The longer term intention is to build foundations worldwide, starting in Australia, the U.S, U.K and Africa.

The individual call to action is:

1. to use self-reflection and self-awareness to acknowledge their trauma
2. To engage and/or enlist the service of a mental health care provider, therapist or healer
3. To be able to envision the possibility of changing the internal narrative of their experience from negative to positive by reflecting on how the experience has or could create some positive impact in themselves and the immediate community around them.
4. Make a donation to the foundation to support ongoing work in this space and to support those with less means and privilege.

Measurement and Evaluation

What is the projects indicators for success?

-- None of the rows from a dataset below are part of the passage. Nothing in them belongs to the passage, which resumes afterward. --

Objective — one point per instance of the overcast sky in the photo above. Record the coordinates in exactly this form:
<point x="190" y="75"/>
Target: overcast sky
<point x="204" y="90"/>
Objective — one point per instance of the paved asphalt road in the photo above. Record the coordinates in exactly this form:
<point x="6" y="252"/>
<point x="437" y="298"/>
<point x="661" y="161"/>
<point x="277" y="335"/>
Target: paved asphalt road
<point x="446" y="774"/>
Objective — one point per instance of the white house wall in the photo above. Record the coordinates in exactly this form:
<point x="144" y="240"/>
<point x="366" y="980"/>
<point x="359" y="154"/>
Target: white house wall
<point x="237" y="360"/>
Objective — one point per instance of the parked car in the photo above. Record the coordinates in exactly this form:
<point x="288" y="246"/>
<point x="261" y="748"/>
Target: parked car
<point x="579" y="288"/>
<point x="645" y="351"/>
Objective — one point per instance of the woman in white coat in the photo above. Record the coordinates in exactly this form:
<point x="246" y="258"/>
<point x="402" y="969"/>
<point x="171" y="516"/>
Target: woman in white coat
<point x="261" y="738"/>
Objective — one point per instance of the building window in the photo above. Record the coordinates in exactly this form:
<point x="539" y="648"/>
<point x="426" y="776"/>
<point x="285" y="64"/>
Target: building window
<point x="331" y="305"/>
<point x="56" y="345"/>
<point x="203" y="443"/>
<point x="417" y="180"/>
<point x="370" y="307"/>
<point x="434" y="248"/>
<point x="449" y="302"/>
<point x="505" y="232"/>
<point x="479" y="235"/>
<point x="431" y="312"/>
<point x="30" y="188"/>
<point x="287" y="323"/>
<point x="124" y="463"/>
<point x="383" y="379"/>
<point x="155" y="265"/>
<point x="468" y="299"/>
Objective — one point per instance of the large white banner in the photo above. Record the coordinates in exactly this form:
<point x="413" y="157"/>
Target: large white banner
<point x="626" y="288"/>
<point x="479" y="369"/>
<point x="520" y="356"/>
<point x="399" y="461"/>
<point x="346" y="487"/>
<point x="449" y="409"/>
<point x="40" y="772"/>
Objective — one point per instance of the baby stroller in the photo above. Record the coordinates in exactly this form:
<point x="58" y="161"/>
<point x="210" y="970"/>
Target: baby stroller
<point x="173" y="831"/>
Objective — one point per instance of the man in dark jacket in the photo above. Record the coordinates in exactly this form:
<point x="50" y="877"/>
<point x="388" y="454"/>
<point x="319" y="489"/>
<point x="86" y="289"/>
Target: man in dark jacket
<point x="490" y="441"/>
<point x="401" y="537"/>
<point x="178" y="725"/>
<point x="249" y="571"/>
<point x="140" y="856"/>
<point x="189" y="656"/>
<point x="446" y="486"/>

The film’s call to action is for people to access healing. Therefore, the indicator for success will be the numbers of people who seek support after viewing the film. This data will be garnered by sending a survey to people who have attended registration-required screenings of the film, one month after viewing. The survey will ask about what (if any) services were sought after the film.
Another indicator for success will be comments and reviews of the film. Comments on the Youtube page of the film’s pilot, revealed how viewers were impacted by the story and the mindset shift and /or action they were influenced to take as a result of watching.

Through our partnership with mental health bodies, we will monitor whether there has been a spike in accessing their services, providing support where possible.